5. Como afirma a Portaria 1.189/18, classificação indicativa é uma política pública que implica no dever de promover a divulgação de informações consistentes e de caráter pedagógico para garantir à pessoa e à família a possibilidade de se defenderem de conteúdos inadequados. O sistema de classificação indicativa representa, assim, um ponto de equilíbrio, que deve velar pela integridade das crianças e dos adolescentes, sem deixar de lado a preocupação com a garantia da liberdade de expressão. A não aplicação da classificação etária, sobretudo em conteúdos audiovisuais não cobertos pela política pública, não representa, entretanto, a prática de crime. Tampouco a divulgação de qualquer material impróprio, com linguajar inapropriado para crianças e adolescentes pode ser caracterizada como prática de corrupção de menores. Não há, no ordenamento jurídico brasileiro, qualquer norma que estabeleça tal vinculação. Por mais preocupante, danosa e reprovável que possa ser a disponibilização online de conteúdos com linguajar vulgar para crianças e adolescentes, a legislação brasileira – incluindo a política de classificação indicativa – não considera tal prática uma infração penal. Muito menos o fato de crianças e adolescentes acessarem tais conteúdos pode ser visto como uma indução a práticas ilícitas, passível de caracterização de corrupção de menores.

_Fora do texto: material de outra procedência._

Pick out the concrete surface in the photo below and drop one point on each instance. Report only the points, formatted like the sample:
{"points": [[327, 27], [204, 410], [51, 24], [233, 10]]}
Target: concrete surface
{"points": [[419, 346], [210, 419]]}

Ao utilizar de tal expediente, o delegado responsável pela repressão a crimes de informática não apenas presta um desserviço à população, no sentido de desinformá-la sobre as leis e regras em vigor no país acerca do acesso a conteúdos online por crianças e adolescentes como se utiliza ilegitimamente de uma política pública estratégica para o país para perseguir o influenciador digital Felipe Neto. Esperamos, neste sentido, que a Promotoria de Justiça para a qual o pedido de indiciamento foi encaminhado arquive de imediato o inquérito em questão.

17 de novembro de 2020.

ANDI – Comunicação e Direitos
Organização integrante do Comitê de Acompanhamento pela Sociedade Civil para a Classificação Indicativa (CASC-Classind), da Comissão de Comunicação e Liberdade de Expressão do Conselho Nacional de Direitos Humanos (CNDH) e da Red ANDI América Latina de Comunicadores pelos Direitos da Infância e da Adolescência.

Intervozes – Coletivo Brasil de Comunicação Social
Organização integrante do Comitê de Acompanhamento pela Sociedade Civil para a Classificação Indicativa (CASC-Classind), da Comissão de Comunicação e Liberdade de Expressão do Conselho Nacional de Direitos Humanos (CNDH), do Fórum Nacional pela Democratização da Comunicação (FNDC) e da Coalizão Direitos na Rede.